Sugli alti monti vulcanici del Ruanda e dello Zaire e nella vicina foresta ugandese di Bwindi vivono gli ultimi gorilla di montagna. Il loro numero è diminuito a tal punto che sono sull’orlo dell’estinzione. Allo stato selvatico ce ne sono al presente solo 400 circa. Perché? I bracconieri li uccidono per ricavarne trofei. Una testa di gorilla può essere venduta al mercato nero per oltre un milione e mezzo di lire per abbellire una parete, una mano per quasi 800.000 lire per farne un portacenere!
Si pensa che anche l’animale terrestre più veloce del mondo, il ghepardo, sia in via di estinzione.
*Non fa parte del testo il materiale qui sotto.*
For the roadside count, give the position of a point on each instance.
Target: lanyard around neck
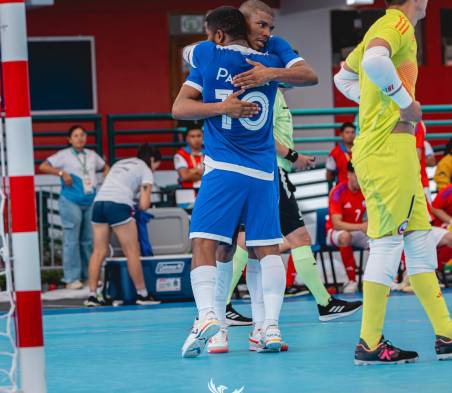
(82, 163)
Allo stato selvatico ne restano solo 20.000 esemplari. Gli scienziati avvertono ulteriormente che in seno a questa esigua popolazione avvengono molti accoppiamenti fra consanguinei, per cui tra i piccoli di ghepardo c’è un’elevata mortalità. Essi sono anche più vulnerabili alle pressioni causate da un habitat sempre più ristretto.
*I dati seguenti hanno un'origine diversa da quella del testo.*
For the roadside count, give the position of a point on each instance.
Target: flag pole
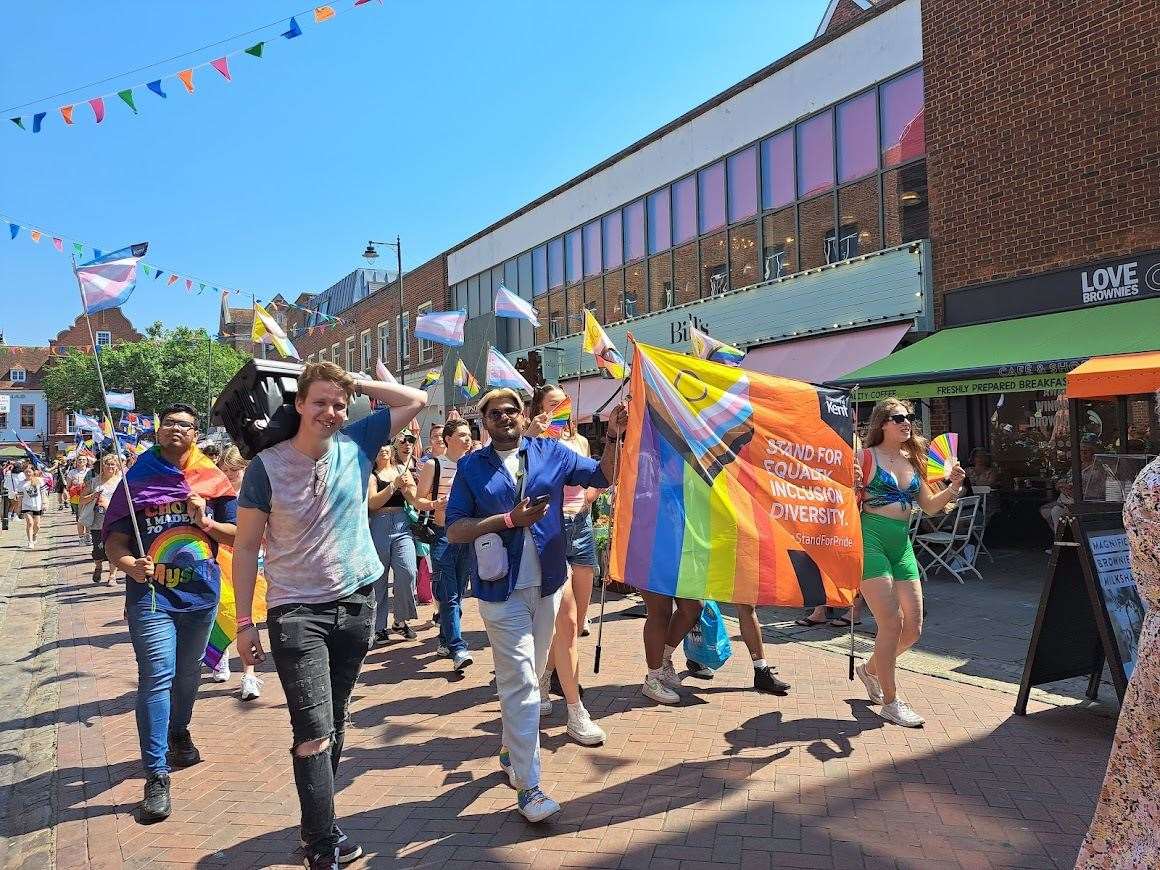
(108, 412)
Infatti la necessità di spazio vitale per la fauna africana pone dei problemi complessi. Per esempio, un elefante che attraversa un piccolo podere e mangia tutto quello che trova può facilmente minacciare gli stessi mezzi di sussistenza del contadino. Però, se troppi elefanti sono costretti a vivere entro i confini di un parco o di una riserva affinché non costituiscano una minaccia per le messi dei contadini, con il loro vorace appetito possono facilmente trasformare le foreste del parco in pascoli. Dal momento che gli elefanti non possono spostarsi, le foreste non hanno la possibilità di rigenerarsi.
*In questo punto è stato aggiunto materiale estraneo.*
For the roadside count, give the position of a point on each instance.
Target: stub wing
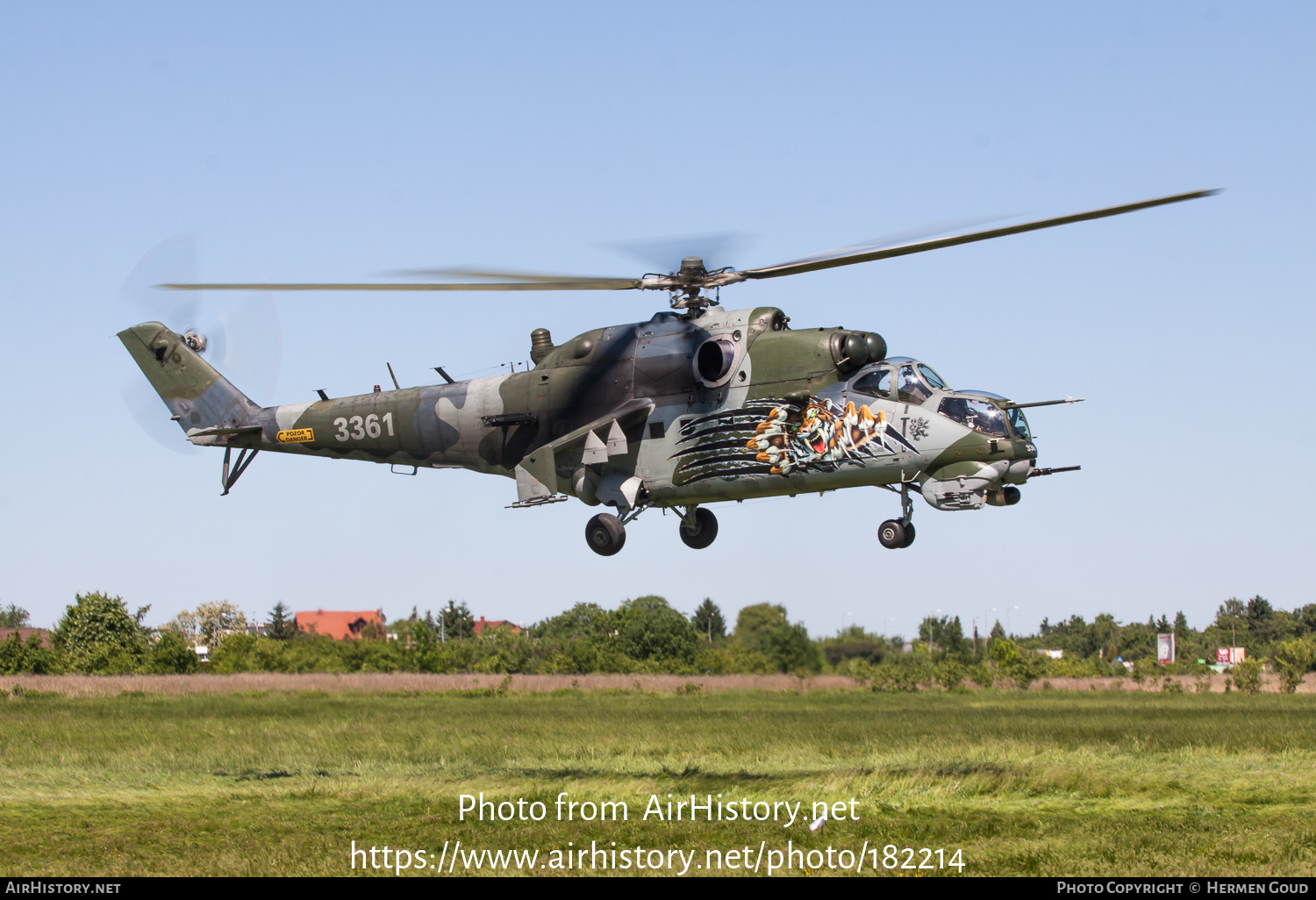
(604, 437)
Fautori della conservazione dell’ambiente, guardiacaccia e scienziati sono da lodare per essersi sforzati di risolvere questi problemi e hanno alcuni successi al loro attivo. In Sudafrica, per esempio, sino a poco tempo fa i rinoceronti bianchi erano solo un centinaio. Sono stati presi efficaci provvedimenti per proteggerli, e ora ce ne sono circa 3.000.
Il pericolo, comunque, sussiste non solo per il rinoceronte africano in particolare e per la fauna africana in generale, ma per tutta la fauna selvatica del mondo. In Asia, sia l’elefante che il rinoceronte rischiano l’estinzione in misura maggiore delle specie africane di cui abbiamo parlato qui. Cosa ancora più inquietante, alcuni studi indicano che ogni giorno un’intera specie si estingue. Secondo un altro rapporto, da adesso alla fine del secolo le specie spariranno al ritmo di una all’ora!
Possiamo permetterci una perdita del genere? I bisogni umani, reali o immaginari, giustificano questa sfrenata distruzione?